Read In Pursuit of the Green Lion Online
Authors: Judith Merkle Riley
This was getting more disgusting with every moment that passed. “Time, take time,” sang the sweet little voice within.
“Maybe I’ll drop him the foot first,” I could hear him mutter to himself. “It would be appropriate.”
“Your beautiful ode?” I prompted him.
“Oh? Oh, yes.” He cleared his throat and began. Midway I interrupted him, by way of encouragement.
“That bit about the pearly toenails, that’s very nice,” I said. Stupidest verse I could ever have imagined, I thought.
“Now, we mustn’t interrupt, must we?” He wagged his finger at me. He’s getting mellow, I thought. A little more of this and maybe I can talk him out of his dirty little plan, and get Gregory back. “Never interrupt an artist,” he went on, in a special rolling tone that he appeared to reserve solely for reciting verse. But it was all too soon he finished the ridiculous thing.
“And now, your promise.”
“It’s very crowded sitting here. It’s hard to get to—if you just moved away a bit—”
“It will be much easier, I assure you, on the bed.”
Oh, my, so much for poetry. I’m worse off than ever.
“The bed? I haven’t finished eating yet.” I stuffed some bread into my mouth. It was as dry as dust.
“Have a little wine to wash it down. Lovely spiced wine.”
Again the wine! The back of my head hurt as he grabbed it to force the cup to my lips. The wine had an odd smell. That certainly isn’t a spice, I thought. But I know it from somewhere. What is it?
“Drink,” he said, and pressed the cup hard against my clenched teeth.
There was a banging at the sealed door.
“Go away!”he shouted. “I’m busy, and not to be disturbed.”

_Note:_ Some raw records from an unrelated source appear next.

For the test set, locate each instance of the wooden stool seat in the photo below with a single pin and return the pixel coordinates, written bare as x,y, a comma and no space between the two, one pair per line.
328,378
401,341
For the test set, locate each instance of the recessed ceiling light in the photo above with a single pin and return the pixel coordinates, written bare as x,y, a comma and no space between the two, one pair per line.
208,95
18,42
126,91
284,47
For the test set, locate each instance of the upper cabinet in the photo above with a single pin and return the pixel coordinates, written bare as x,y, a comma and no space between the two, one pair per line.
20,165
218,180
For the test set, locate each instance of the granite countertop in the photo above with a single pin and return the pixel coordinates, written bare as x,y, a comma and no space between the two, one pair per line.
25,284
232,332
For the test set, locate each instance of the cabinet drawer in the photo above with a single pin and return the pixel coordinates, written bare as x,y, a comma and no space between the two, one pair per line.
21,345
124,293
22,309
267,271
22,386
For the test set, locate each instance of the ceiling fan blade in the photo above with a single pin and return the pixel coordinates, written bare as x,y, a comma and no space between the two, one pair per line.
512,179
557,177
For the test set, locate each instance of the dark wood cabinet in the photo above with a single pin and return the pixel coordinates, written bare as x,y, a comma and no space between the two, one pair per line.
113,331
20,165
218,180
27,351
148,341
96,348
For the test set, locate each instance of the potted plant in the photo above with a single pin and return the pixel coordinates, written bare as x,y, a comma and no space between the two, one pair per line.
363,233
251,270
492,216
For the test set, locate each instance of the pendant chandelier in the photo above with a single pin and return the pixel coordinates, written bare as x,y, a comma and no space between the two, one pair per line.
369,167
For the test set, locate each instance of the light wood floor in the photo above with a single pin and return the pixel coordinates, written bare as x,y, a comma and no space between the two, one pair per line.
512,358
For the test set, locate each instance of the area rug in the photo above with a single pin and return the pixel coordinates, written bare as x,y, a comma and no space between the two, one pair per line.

“My lord, my lord. Fray Joaquin sends a message, ‘He’s done it,’ he says. You told him to notify you, no matter what else you were doing.”
“Done it! By Fortuna!” He let me go as he leapt up to the door and shouted through it. The moment he turned his head, I splashed the wine into the corner and set the goblet back on the table.
“Bring him here—hooded. I want no one to recognize him, and above all—not to hear the slightest word from him.” He turned back to me, rubbing his hands. “My double triumph, all in one night. Thus does the Black Master keep his bargains.”
Black Master? No wonder the Burning Cross buzzed so. I’d wrapped it up in a cloth to muffle the sound. As I watched his figure stride back to the table, I seemed to see its outlines fade and shrivel, and a shapeless mass, stinking of sulfur mingled with the sickly odor of lilacs, took its place. The world seemed to slide away, and I could see it there very clearly, hiding beneath the ordinary surface of human flesh. Evil. Consummate evil. The visitors in the hall had never dreamed what lay beneath the everyday shining facade. They saw the surface—the banners, the gilded roast peacocks, the lordly life—and I suppose if they were worldly, they assumed he had a little vice or two on the side. What lord doesn’t, after all? But who, who on earth, could even guess the unspeakable thing that lay beneath this wicked man’s foolish pretenses? And then I knew that it wasn’t love the Count was after, or even the shabby travesty of love. It was my life, and my soul. Mine, Gregory’s, Malachi’s, everybody’s. His own was long gone, if he’d ever had one, and he wouldn’t rest until he could suck away the soul of every decent person who came within his reach.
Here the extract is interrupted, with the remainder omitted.